In most cases, since there is a limited number of HTML elements, most No-class frameworks don’t require any build tools. The build tools in the JavaScript ecosystem can be a frustrating experience, especially for developers working in other ecosystems.

Simple Exit Strategy

When you’ve decided you need more from your UI, you have a great starting point to style existing HTML without the tedious work of extracting the previous styles and framework-dependent HTML.

Embrace the CSS Platform

Other approaches may be seen as fighting against the HTML and CSS platform by jamming design-oriented classes into the document. No-Class tries to stay closer to the platform, letting you take advantage of modern CSS rather than treating CSS as an intermediate language.

Disadvantages of No-Class Frameworks

No-class frameworks aren’t all rainbows and unicorns, as they have definite drawbacks. We’ll point these out in this section.

Limited HTML Components

While an extensive list of HTML components is in the HTML specification, they are limited. If you’re building a unique web experience, you’re likely to hit this limitation sooner than later.

Minimal Layout Options

The ethos of these frameworks is around common style patterns, which don’t offer many visual options. The lack of bells and whistles can make pages feel repetitive. CSS grids and Flexbox can provide options that work well with semantic HTML.

Bring Your Style

You’re out of luck if you seek guidance around a cohesive color palette and iconography. The missing style guidance can feel like being back at square one for many folks who think a style library aims to make these kinds of decisions for them.
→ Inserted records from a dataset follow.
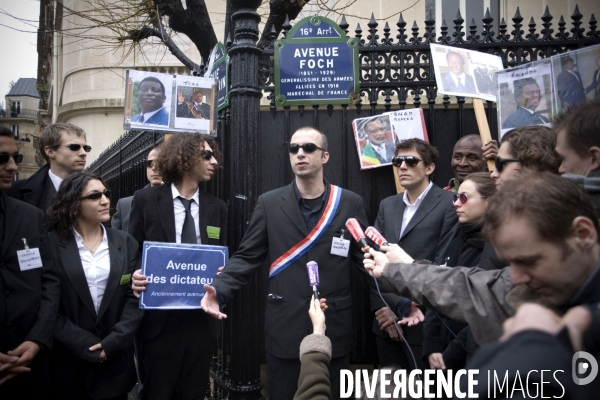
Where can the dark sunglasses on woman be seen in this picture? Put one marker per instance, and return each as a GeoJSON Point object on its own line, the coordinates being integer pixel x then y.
{"type": "Point", "coordinates": [4, 157]}
{"type": "Point", "coordinates": [96, 195]}
{"type": "Point", "coordinates": [306, 147]}
{"type": "Point", "coordinates": [464, 198]}
{"type": "Point", "coordinates": [499, 162]}
{"type": "Point", "coordinates": [411, 161]}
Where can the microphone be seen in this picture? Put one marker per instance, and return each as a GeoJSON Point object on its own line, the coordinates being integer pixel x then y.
{"type": "Point", "coordinates": [312, 268]}
{"type": "Point", "coordinates": [376, 236]}
{"type": "Point", "coordinates": [358, 234]}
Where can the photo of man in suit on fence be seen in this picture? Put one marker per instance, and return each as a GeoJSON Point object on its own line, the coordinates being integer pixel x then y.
{"type": "Point", "coordinates": [151, 96]}
{"type": "Point", "coordinates": [379, 147]}
{"type": "Point", "coordinates": [194, 108]}
{"type": "Point", "coordinates": [595, 86]}
{"type": "Point", "coordinates": [456, 80]}
{"type": "Point", "coordinates": [528, 97]}
{"type": "Point", "coordinates": [569, 85]}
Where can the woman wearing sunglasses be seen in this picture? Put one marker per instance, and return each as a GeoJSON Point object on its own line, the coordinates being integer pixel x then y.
{"type": "Point", "coordinates": [92, 356]}
{"type": "Point", "coordinates": [447, 343]}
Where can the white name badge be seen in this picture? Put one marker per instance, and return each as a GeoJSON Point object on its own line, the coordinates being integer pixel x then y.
{"type": "Point", "coordinates": [29, 259]}
{"type": "Point", "coordinates": [340, 247]}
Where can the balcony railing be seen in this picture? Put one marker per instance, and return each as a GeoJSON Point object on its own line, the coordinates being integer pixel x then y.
{"type": "Point", "coordinates": [18, 113]}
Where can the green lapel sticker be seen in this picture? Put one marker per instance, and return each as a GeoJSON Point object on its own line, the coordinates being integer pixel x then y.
{"type": "Point", "coordinates": [125, 279]}
{"type": "Point", "coordinates": [213, 232]}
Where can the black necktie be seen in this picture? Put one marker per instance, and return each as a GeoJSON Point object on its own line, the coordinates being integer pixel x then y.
{"type": "Point", "coordinates": [188, 231]}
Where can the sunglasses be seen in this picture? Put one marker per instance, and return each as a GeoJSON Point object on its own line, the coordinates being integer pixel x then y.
{"type": "Point", "coordinates": [411, 161]}
{"type": "Point", "coordinates": [464, 198]}
{"type": "Point", "coordinates": [4, 157]}
{"type": "Point", "coordinates": [96, 195]}
{"type": "Point", "coordinates": [76, 147]}
{"type": "Point", "coordinates": [499, 162]}
{"type": "Point", "coordinates": [308, 148]}
{"type": "Point", "coordinates": [207, 154]}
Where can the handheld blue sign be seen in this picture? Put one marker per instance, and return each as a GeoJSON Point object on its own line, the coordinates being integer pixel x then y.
{"type": "Point", "coordinates": [177, 273]}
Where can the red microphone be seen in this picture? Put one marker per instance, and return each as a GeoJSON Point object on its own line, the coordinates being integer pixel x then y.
{"type": "Point", "coordinates": [358, 234]}
{"type": "Point", "coordinates": [376, 236]}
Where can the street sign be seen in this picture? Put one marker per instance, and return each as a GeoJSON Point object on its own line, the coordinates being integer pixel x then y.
{"type": "Point", "coordinates": [316, 64]}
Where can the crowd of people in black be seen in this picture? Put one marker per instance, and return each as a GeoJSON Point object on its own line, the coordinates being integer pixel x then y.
{"type": "Point", "coordinates": [498, 271]}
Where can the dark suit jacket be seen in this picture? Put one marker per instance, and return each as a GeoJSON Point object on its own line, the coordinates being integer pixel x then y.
{"type": "Point", "coordinates": [160, 118]}
{"type": "Point", "coordinates": [522, 117]}
{"type": "Point", "coordinates": [79, 327]}
{"type": "Point", "coordinates": [428, 234]}
{"type": "Point", "coordinates": [449, 85]}
{"type": "Point", "coordinates": [121, 218]}
{"type": "Point", "coordinates": [595, 86]}
{"type": "Point", "coordinates": [153, 219]}
{"type": "Point", "coordinates": [570, 88]}
{"type": "Point", "coordinates": [275, 227]}
{"type": "Point", "coordinates": [28, 299]}
{"type": "Point", "coordinates": [37, 190]}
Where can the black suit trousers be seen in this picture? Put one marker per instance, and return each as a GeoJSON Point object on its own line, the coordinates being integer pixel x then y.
{"type": "Point", "coordinates": [181, 372]}
{"type": "Point", "coordinates": [283, 374]}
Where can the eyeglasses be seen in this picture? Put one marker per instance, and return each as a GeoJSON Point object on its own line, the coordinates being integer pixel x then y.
{"type": "Point", "coordinates": [4, 157]}
{"type": "Point", "coordinates": [207, 154]}
{"type": "Point", "coordinates": [308, 148]}
{"type": "Point", "coordinates": [499, 162]}
{"type": "Point", "coordinates": [411, 161]}
{"type": "Point", "coordinates": [96, 195]}
{"type": "Point", "coordinates": [76, 147]}
{"type": "Point", "coordinates": [464, 198]}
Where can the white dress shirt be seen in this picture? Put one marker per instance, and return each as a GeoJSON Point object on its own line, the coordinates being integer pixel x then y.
{"type": "Point", "coordinates": [411, 209]}
{"type": "Point", "coordinates": [180, 213]}
{"type": "Point", "coordinates": [96, 267]}
{"type": "Point", "coordinates": [56, 180]}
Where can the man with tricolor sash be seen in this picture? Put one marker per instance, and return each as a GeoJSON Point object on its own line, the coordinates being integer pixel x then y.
{"type": "Point", "coordinates": [301, 222]}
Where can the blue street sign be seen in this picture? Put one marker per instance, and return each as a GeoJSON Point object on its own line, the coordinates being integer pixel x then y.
{"type": "Point", "coordinates": [316, 64]}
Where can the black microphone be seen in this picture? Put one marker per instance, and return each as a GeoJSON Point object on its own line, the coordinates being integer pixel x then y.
{"type": "Point", "coordinates": [358, 234]}
{"type": "Point", "coordinates": [313, 277]}
{"type": "Point", "coordinates": [376, 237]}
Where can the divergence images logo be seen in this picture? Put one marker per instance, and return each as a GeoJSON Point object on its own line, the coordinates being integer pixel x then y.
{"type": "Point", "coordinates": [583, 363]}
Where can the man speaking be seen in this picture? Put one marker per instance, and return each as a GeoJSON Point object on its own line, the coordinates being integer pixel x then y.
{"type": "Point", "coordinates": [301, 222]}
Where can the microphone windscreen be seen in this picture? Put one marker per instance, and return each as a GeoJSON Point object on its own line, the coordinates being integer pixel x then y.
{"type": "Point", "coordinates": [376, 236]}
{"type": "Point", "coordinates": [355, 230]}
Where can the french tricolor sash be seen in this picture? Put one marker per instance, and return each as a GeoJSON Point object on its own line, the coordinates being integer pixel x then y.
{"type": "Point", "coordinates": [293, 254]}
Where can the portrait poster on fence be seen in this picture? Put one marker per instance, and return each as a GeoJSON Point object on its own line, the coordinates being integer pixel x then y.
{"type": "Point", "coordinates": [525, 96]}
{"type": "Point", "coordinates": [164, 102]}
{"type": "Point", "coordinates": [467, 73]}
{"type": "Point", "coordinates": [177, 273]}
{"type": "Point", "coordinates": [376, 136]}
{"type": "Point", "coordinates": [577, 77]}
{"type": "Point", "coordinates": [196, 104]}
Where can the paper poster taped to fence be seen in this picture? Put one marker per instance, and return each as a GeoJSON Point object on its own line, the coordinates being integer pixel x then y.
{"type": "Point", "coordinates": [467, 73]}
{"type": "Point", "coordinates": [525, 96]}
{"type": "Point", "coordinates": [376, 136]}
{"type": "Point", "coordinates": [173, 103]}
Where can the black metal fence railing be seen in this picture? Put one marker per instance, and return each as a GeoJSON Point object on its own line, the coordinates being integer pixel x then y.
{"type": "Point", "coordinates": [396, 72]}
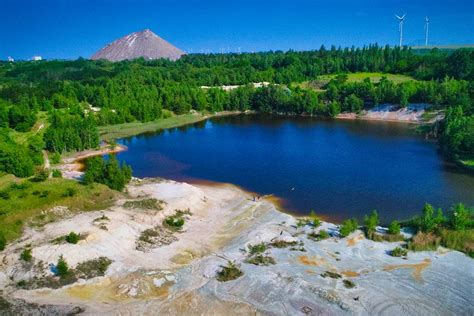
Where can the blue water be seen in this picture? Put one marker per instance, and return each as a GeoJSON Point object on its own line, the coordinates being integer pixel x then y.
{"type": "Point", "coordinates": [338, 168]}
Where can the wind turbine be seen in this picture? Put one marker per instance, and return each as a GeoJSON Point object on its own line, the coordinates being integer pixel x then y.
{"type": "Point", "coordinates": [401, 27]}
{"type": "Point", "coordinates": [427, 25]}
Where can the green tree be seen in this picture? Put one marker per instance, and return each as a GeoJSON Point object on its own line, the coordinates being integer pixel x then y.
{"type": "Point", "coordinates": [62, 268]}
{"type": "Point", "coordinates": [460, 217]}
{"type": "Point", "coordinates": [394, 228]}
{"type": "Point", "coordinates": [371, 221]}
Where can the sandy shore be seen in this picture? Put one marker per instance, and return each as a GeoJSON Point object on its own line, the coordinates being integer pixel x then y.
{"type": "Point", "coordinates": [71, 166]}
{"type": "Point", "coordinates": [179, 277]}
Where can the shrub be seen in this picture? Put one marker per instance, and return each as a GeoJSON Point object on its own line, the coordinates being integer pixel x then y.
{"type": "Point", "coordinates": [331, 274]}
{"type": "Point", "coordinates": [62, 268]}
{"type": "Point", "coordinates": [394, 228]}
{"type": "Point", "coordinates": [424, 241]}
{"type": "Point", "coordinates": [399, 252]}
{"type": "Point", "coordinates": [93, 268]}
{"type": "Point", "coordinates": [229, 272]}
{"type": "Point", "coordinates": [26, 255]}
{"type": "Point", "coordinates": [3, 241]}
{"type": "Point", "coordinates": [69, 192]}
{"type": "Point", "coordinates": [258, 248]}
{"type": "Point", "coordinates": [175, 222]}
{"type": "Point", "coordinates": [459, 217]}
{"type": "Point", "coordinates": [57, 173]}
{"type": "Point", "coordinates": [260, 260]}
{"type": "Point", "coordinates": [283, 243]}
{"type": "Point", "coordinates": [315, 221]}
{"type": "Point", "coordinates": [348, 284]}
{"type": "Point", "coordinates": [319, 236]}
{"type": "Point", "coordinates": [72, 238]}
{"type": "Point", "coordinates": [40, 176]}
{"type": "Point", "coordinates": [348, 226]}
{"type": "Point", "coordinates": [371, 221]}
{"type": "Point", "coordinates": [55, 158]}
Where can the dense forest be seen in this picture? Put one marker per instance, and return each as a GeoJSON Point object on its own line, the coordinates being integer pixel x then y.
{"type": "Point", "coordinates": [77, 96]}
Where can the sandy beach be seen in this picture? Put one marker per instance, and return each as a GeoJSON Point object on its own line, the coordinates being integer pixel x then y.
{"type": "Point", "coordinates": [177, 273]}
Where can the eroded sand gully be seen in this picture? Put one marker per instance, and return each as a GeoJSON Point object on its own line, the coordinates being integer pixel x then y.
{"type": "Point", "coordinates": [180, 278]}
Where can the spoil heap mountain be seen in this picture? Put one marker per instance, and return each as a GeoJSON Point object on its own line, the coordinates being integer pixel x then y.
{"type": "Point", "coordinates": [144, 44]}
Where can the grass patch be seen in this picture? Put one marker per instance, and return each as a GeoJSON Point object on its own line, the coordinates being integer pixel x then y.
{"type": "Point", "coordinates": [424, 241]}
{"type": "Point", "coordinates": [348, 284]}
{"type": "Point", "coordinates": [332, 275]}
{"type": "Point", "coordinates": [399, 252]}
{"type": "Point", "coordinates": [260, 260]}
{"type": "Point", "coordinates": [229, 272]}
{"type": "Point", "coordinates": [282, 243]}
{"type": "Point", "coordinates": [258, 248]}
{"type": "Point", "coordinates": [111, 132]}
{"type": "Point", "coordinates": [92, 268]}
{"type": "Point", "coordinates": [146, 204]}
{"type": "Point", "coordinates": [30, 199]}
{"type": "Point", "coordinates": [321, 235]}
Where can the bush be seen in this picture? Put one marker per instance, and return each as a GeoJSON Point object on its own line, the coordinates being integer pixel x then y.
{"type": "Point", "coordinates": [93, 268]}
{"type": "Point", "coordinates": [394, 228]}
{"type": "Point", "coordinates": [319, 236]}
{"type": "Point", "coordinates": [460, 217]}
{"type": "Point", "coordinates": [3, 241]}
{"type": "Point", "coordinates": [229, 272]}
{"type": "Point", "coordinates": [70, 192]}
{"type": "Point", "coordinates": [315, 221]}
{"type": "Point", "coordinates": [4, 194]}
{"type": "Point", "coordinates": [348, 284]}
{"type": "Point", "coordinates": [258, 248]}
{"type": "Point", "coordinates": [26, 255]}
{"type": "Point", "coordinates": [424, 241]}
{"type": "Point", "coordinates": [57, 173]}
{"type": "Point", "coordinates": [55, 158]}
{"type": "Point", "coordinates": [40, 176]}
{"type": "Point", "coordinates": [371, 221]}
{"type": "Point", "coordinates": [399, 252]}
{"type": "Point", "coordinates": [72, 238]}
{"type": "Point", "coordinates": [62, 268]}
{"type": "Point", "coordinates": [348, 226]}
{"type": "Point", "coordinates": [260, 260]}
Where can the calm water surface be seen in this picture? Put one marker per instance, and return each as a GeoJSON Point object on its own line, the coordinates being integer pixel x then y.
{"type": "Point", "coordinates": [338, 168]}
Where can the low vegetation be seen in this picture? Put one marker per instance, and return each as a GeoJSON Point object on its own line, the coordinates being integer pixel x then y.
{"type": "Point", "coordinates": [26, 255]}
{"type": "Point", "coordinates": [434, 229]}
{"type": "Point", "coordinates": [229, 272]}
{"type": "Point", "coordinates": [176, 222]}
{"type": "Point", "coordinates": [260, 260]}
{"type": "Point", "coordinates": [145, 204]}
{"type": "Point", "coordinates": [258, 248]}
{"type": "Point", "coordinates": [32, 201]}
{"type": "Point", "coordinates": [399, 252]}
{"type": "Point", "coordinates": [348, 226]}
{"type": "Point", "coordinates": [348, 284]}
{"type": "Point", "coordinates": [321, 235]}
{"type": "Point", "coordinates": [331, 274]}
{"type": "Point", "coordinates": [108, 172]}
{"type": "Point", "coordinates": [282, 243]}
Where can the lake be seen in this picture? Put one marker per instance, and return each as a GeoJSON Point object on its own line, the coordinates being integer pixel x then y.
{"type": "Point", "coordinates": [339, 168]}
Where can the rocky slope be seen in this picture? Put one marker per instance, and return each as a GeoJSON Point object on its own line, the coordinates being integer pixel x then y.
{"type": "Point", "coordinates": [177, 272]}
{"type": "Point", "coordinates": [139, 44]}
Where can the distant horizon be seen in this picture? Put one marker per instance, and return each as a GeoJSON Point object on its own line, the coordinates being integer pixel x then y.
{"type": "Point", "coordinates": [429, 47]}
{"type": "Point", "coordinates": [64, 30]}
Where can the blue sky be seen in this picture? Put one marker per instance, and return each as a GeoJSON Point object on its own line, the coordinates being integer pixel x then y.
{"type": "Point", "coordinates": [68, 29]}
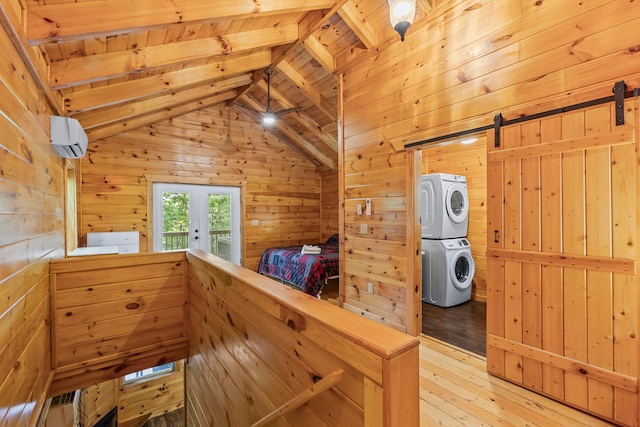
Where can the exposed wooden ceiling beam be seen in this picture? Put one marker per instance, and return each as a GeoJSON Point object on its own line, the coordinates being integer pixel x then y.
{"type": "Point", "coordinates": [320, 54]}
{"type": "Point", "coordinates": [146, 120]}
{"type": "Point", "coordinates": [72, 21]}
{"type": "Point", "coordinates": [302, 118]}
{"type": "Point", "coordinates": [311, 22]}
{"type": "Point", "coordinates": [287, 134]}
{"type": "Point", "coordinates": [164, 83]}
{"type": "Point", "coordinates": [354, 19]}
{"type": "Point", "coordinates": [93, 68]}
{"type": "Point", "coordinates": [308, 90]}
{"type": "Point", "coordinates": [129, 110]}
This post was inspired by a 2020 blog post by Chris Coyier, and while the blog post is a few years old, the message of leaning on the web platform has never been more critical. With No-class frameworks, developers can ship lightweight user experiences that work for a wider audience without the burden of heavier CSS frameworks.

The advancements in HTML and CSS have never made it more possible to build familiar experiences without the burden of past limitations. If you’re starting a new project, I recommend starting with a No-class approach and seeing how far you get. Even if you reach for another library, you’ll have begun in a much simpler place and better appreciate how far you can get with so little.